Os argumentos da acusação e da defesa no impeachment
5 de abril de 2016Os trabalhos da comissão que analisa o pedido de impeachment contra a presidente Dilma Rousseff vão entrar em ritmo acelerado nos próximos dias. Nesta segunda-feira (04/04), o advogado-geral da União, José Eduardo Cardozo, apresentou a defesa do governo. Agora, a expectativa é que o relator Jovair Arantes (PTB-GO) apresente suas conclusões até no máximo quinta-feira. Nesse ritmo, o relatório poderá ser votado a partir do dia 11 de abril.

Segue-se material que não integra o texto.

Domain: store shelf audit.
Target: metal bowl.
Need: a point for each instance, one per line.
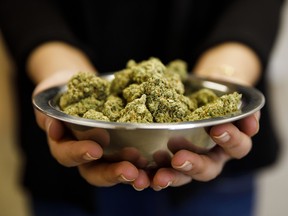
(150, 145)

Após uma série de especulações e reviravoltas, a comissão deve analisar apenas uma parte das denúncias do pedido de impeachment apresentado no ano passado pelos juristas Hélio Bicudo, Miguel Reale Jr. e Janaína Paschoal. Por ora, estão de fora acusações relacionando Dilma com a corrupção na Petrobras e problemas nas contas do seu primeiro mandato (2011-2014). Uma tentativa dos autores de incluir a delação do senador Delcídio do Amaral no pedido também não prosperou.
No momento, o cerne da acusação contra Dilma envolve a possibilidade de que ela cometeu crime de responsabilidade durante a gestão das contas do governo em 2015, quando seu mandato atual já havia começado.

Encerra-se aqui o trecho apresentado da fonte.